I dabbled quite a bit in the classic-midgrade bamboo rod collecting game before deciding it was too rich for my blood, and a bad investment of my time and money...these days I do much better with fashion accessories, my dears.
But I still have some high quality cane rods, most of which I snagged off of eBay. (My favorites for fishing both need work- one has a ferrule click and needs gluing and rewrapping, the other actually needs a re-plate of the tip ferrule. So I've switched over to glass for the time being.)
My experience is that if you hang around the Classic Fly Rod forum for a while- especially the Rod ID folder- and study the photos and the histories of the various makers and manufacturers- you will learn a lot about how to detect fakes and shortened rods, find sleepers (unmarked trade rods and unidentified rods) to pick up on eBay, and figure out what's worth picking up in repairable condition and what should be passed up.
I'd say that almost all shortened and banty rods made from 8 1/2'-9 1/2' originals are easily detectable with a little practice.
For that matter, most of the better examples of that type are openly advertised as re-worked and shortened originals- although the line size is sometimes advertised as one or two sizes smaller than what the rod actually throws best.
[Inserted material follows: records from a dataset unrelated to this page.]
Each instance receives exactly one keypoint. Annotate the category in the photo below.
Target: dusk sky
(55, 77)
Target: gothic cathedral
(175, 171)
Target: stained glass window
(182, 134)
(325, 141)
It's rare that cutting an 8 1/2 ft. 6 weight down to 7 1/2 ft. gives you a 5 weight or 4 weight: usually you just end up with a lighter, faster action 6 weight.
fwiw, I don't think it's possible to make a believable fake of a Heddon 8' rod from a Heddon 9'. Even though the heaviest taper 8' and the lightest taper 9' share the same butt ferrule size- what Heddon calls "2F"- the 9' rod is just too heavy in the butt section. It won't trim properly. As for Granger or W&M rods, at least one of the ferrule sizes is different for each rod length. They aren't going to shorten properly, either. And the tip sections on most 9' rods aren't fine enough to pass as 8' light-taper originals when shortened. (Leonards are an exception. But please, please don't shorten a 9' or 9 1/2' Leonard that's otherwise in good condition!)
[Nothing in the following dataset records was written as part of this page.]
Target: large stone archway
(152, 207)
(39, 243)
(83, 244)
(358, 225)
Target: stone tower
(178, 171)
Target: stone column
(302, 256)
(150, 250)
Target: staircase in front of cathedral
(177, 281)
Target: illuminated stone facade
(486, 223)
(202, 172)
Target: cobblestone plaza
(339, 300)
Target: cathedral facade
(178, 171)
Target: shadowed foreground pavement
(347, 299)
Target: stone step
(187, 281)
Beyond that, it takes a lot of work to re-wrap and re-finish a rod. I can think of many easier dollars to be made than by trying to fraudulently pass off a re-done cut-down rod as a shorter length original, just to make another $200 or so off of it. Anyone who can wrap a passable fake would be much better off advertising their refinishing and repair work, imo.
btw, if you want a bargain Heddon, try to find an 8 1/2' 2F rod with a 2" short midsection. That taper has an Achille's heel- the midsection was tapered too narrowly, and they have a pronounced tendency to snap right below the female mid ferrule. But the taper works fine and holds up well, once cut back and refitted. Nice 5/6 weight.
My other piece of advice for a cane rod that you value as a fishing rod is to reinforce the tip, by having a clear (i.e., white varnished) 00 thread wrap done between the last snake guide and the tip-top. Especially for Grangers 8 1/2' and less, and Heddons with tapers lighter than 2F.
And oh yeah, re-fit your ferrules using a modern glue, like heated Pliobond (if the fit is fairly tight when you pull it, re-set it by tapping the ferrule down with a rubber hammer) or epoxy (if you find that the ferrule is loose and/or built up with string.) After you clean up all of the old dried crumbly glue, you may need to build up a loose ferrule fit with string again, in fact. But you get to use dacron or nylon, instead of cotton. And modern glue. Altho if you use J-B Weld, you will never, ever be able to pull that ferrule again.